Beim 28 Jahre alten Bayern läuft es an den Skisprungschanzen dieser Welt wahlweise »scheiße« oder »beschissen«, wie er selbst gerne und oft auch in ungeschliffenem Dialekt ausspricht. Und ausgerechnet jetzt, wenn Ergebnisse, Form und das nötige Selbstvertrauen fehlen, steht die bedeutende und prestigeträchtige 68. Vierschanzentournee auf dem Programm. Zum Auftakt an diesem Sonntag (17.30 Uhr/ARD und Eurosport) in Oberstdorf gilt der Vorjahreszweite Eisenbichler nicht mal als Geheimtipp - er ist nach schwierigen Wochen nur ein Außenseiter.
Der Naturbursche aus dem oberbayerischen Siegsdorf versucht, das Tief zehn Monate nach seinem Karriere-Höhepunkt mit dreimal WM-Gold in Seefeld nicht zu sehr an sich herankommen zu lassen. »Ich bin eigentlich ganz positiv.

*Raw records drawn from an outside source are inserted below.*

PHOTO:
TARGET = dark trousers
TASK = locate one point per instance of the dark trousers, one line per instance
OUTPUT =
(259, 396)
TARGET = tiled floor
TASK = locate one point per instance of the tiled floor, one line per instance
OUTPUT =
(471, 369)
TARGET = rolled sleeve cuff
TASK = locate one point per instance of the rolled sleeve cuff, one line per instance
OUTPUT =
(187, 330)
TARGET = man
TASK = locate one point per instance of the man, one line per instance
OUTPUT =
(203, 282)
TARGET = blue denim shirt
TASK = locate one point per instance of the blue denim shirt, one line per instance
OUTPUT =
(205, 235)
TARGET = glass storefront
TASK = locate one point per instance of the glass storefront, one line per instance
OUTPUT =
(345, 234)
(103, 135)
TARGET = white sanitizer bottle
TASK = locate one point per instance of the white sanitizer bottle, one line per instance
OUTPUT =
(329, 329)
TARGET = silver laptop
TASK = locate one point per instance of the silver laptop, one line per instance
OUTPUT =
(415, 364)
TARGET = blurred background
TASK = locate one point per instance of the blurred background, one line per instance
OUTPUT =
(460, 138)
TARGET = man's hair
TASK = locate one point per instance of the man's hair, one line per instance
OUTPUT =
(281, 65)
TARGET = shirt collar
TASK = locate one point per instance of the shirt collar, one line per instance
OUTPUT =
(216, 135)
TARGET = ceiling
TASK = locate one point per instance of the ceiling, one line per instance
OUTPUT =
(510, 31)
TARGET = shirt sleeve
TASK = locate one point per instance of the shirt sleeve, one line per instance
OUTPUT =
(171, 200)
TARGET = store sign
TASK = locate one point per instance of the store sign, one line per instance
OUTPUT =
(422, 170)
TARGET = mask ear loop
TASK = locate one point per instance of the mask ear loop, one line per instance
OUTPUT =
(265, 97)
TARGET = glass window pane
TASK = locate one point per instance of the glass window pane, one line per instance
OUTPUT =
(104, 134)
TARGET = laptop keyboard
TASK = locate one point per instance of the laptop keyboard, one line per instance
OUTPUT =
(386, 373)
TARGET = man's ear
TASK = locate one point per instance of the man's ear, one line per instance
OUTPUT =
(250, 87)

Körperlich bin ich fit, mit dem Springen, das wird schon wieder werden«, sagte »Eisei« in einer Mischung aus Hoffen und Zweckoptimismus. Der große deutsche Leistungsträger ist in dieser Saison bisher nicht er, sondern sein Zimmerkollege und Freund Karl Geiger, der beständig stark unter die besten Fünf springt.
Eisenbichlers Malaise auf der Schanze zu erklären, fällt schwer. Der Deutsche schloss den vergangenen Winter mit seinem ersten Einzelsieg im Weltcup überhaupt ab und wollte nun endlich konstanter werden. Die einzige Konstante vor dem großen Saisonhöhepunkt in Deutschland und Österreich ist nun allerdings die Inkonstanz. Die Platzierungen seit dem Saisonstart waren bei Eisenbichler: 50, 23, 31, 36, 15, 23 und 41. Im Gesamtweltcup liegt er hinter Skisprung-Nobodys wie Naoki Nakamura aus Japan oder dem Norweger Robin Pedersen.
Und jetzt die Tournee? Was Zuschauer und Experten als mieses Timing sehen, betracht der selbst ernannte »Gefühlsspringer« Eisenbichler als echte Chance. »Die hohe Dichte der Wettkämpfe kommt mir entgegen. Ich glaube, dass mir das gut tut, um wieder Sicherheit zu kriegen. Ich gehe so in die Tournee rein wie letztes Jahr und will gut performen. Was rauskommt, kommt raus«, sagte Eisenbichler in Engelberg. Im vergangenen Jahr reichte es nicht nur zu Gesamtrang zwei, sondern auch zu spektakulären Schanzen-Duellen mit Japans Ryoyu Kobayashi, der schließlich doch alle vier Wettkämpfe für sich entschied.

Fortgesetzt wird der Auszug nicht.